I once read a short story the plot of which was simply a person watching raindrops roll down their window-pane, which I think is about as close as you can get to writing about watching paint dry. But the prose was so beautiful, so haunting and thick with sadness, with beautiful imagery and a very poetic flow that made me as though I was being rocked gently to sleep while listening to the sound of the rain (in a GOOD way, not in a boring way), that I've never forgotten that short story. I can't find it anymore, which saddens me, but it resonated so strongly in my memory that it's stuck.
In the same way, there's a passage in one of my favorite stories ever, The God Eaters, where the main character is imagining his hometown in the snow.
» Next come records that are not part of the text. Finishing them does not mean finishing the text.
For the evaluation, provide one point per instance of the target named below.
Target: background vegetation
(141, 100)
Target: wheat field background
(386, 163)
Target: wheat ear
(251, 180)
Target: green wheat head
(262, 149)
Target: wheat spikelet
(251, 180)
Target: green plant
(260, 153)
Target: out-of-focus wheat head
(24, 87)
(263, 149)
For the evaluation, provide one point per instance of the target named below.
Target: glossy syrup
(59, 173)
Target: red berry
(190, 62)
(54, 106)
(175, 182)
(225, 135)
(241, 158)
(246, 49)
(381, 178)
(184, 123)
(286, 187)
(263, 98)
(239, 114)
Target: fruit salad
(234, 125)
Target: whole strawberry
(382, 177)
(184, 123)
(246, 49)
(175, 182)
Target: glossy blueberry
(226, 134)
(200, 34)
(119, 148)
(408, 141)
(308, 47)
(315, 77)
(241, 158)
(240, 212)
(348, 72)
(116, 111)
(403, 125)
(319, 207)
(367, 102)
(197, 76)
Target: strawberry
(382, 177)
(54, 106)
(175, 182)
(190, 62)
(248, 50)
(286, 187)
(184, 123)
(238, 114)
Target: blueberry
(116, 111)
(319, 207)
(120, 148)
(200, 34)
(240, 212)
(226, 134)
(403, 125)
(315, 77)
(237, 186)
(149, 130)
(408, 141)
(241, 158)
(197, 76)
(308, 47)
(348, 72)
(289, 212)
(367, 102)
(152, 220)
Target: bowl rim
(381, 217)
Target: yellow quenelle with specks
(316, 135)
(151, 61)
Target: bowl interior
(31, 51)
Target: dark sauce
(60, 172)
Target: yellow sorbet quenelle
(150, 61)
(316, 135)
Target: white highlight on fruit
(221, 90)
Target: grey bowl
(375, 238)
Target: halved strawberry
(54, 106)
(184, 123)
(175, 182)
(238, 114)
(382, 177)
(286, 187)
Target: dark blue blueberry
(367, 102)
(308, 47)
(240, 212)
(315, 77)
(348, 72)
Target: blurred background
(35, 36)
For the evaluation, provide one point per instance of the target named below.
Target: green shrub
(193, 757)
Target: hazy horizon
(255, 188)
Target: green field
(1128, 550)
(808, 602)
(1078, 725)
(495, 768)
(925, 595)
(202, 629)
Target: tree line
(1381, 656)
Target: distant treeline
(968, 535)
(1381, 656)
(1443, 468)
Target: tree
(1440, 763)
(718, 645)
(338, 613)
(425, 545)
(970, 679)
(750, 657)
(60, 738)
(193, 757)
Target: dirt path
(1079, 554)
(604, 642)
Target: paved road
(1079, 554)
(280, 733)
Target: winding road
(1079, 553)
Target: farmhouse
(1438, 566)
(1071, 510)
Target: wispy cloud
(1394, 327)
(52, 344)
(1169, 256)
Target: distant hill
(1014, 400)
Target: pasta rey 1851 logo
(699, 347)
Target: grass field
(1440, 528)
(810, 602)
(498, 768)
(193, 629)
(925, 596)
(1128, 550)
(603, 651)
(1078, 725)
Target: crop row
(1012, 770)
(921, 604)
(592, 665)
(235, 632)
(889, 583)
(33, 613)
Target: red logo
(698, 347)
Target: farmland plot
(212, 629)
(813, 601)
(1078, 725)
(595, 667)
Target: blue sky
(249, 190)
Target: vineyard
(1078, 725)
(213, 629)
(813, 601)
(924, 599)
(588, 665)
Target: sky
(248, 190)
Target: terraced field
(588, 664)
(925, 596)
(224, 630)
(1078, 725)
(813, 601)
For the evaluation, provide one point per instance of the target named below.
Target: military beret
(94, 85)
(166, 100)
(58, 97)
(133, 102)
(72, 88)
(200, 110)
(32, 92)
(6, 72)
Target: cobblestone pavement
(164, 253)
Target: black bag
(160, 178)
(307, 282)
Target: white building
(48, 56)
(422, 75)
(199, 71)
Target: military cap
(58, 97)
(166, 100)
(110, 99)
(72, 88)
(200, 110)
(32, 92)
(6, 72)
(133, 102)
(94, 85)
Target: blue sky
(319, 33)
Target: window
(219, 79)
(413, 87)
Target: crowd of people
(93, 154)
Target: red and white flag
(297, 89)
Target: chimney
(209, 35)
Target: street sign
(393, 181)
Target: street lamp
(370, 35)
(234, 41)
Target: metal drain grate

All he's describing is snow, fog, and buildings, but his wistfulness and the quiet, dripping peace of the place are so PALPABLE, it's stuck out in my mind as a uniquely beautiful passage.
To write something unique, you have to see things in a unique way, demonstrated in 'Zen and the Art of Motorcycle Maintenance': A student finds herself utterly blocked when it comes to writing a report about her hometown, so the teacher tells her to narrow it down to the main street. When she also fails to find anything to write about on the main street, he tells her to narrow it to a single building - town hall. This also fails to produce any inspiration, so in a fit of exasperation, he instructs her to write about a single BRICK in the front wall of the town hall. Later, she bewilderedly hands him an extensive paper she's written about the brick, saying, "I don't know what happened... it just started coming out of me" or something to that affect (I don't have the book on-hand for the exact quote at the moment).
Marcel Proust said "The real voyage of discovery consists not in seeking new landscapes but in having new eyes." So in conclusion, I say that a truly good writer can make any plot interesting as long as they present it with a 'new set of eyes', that is, in a unique and interesting way.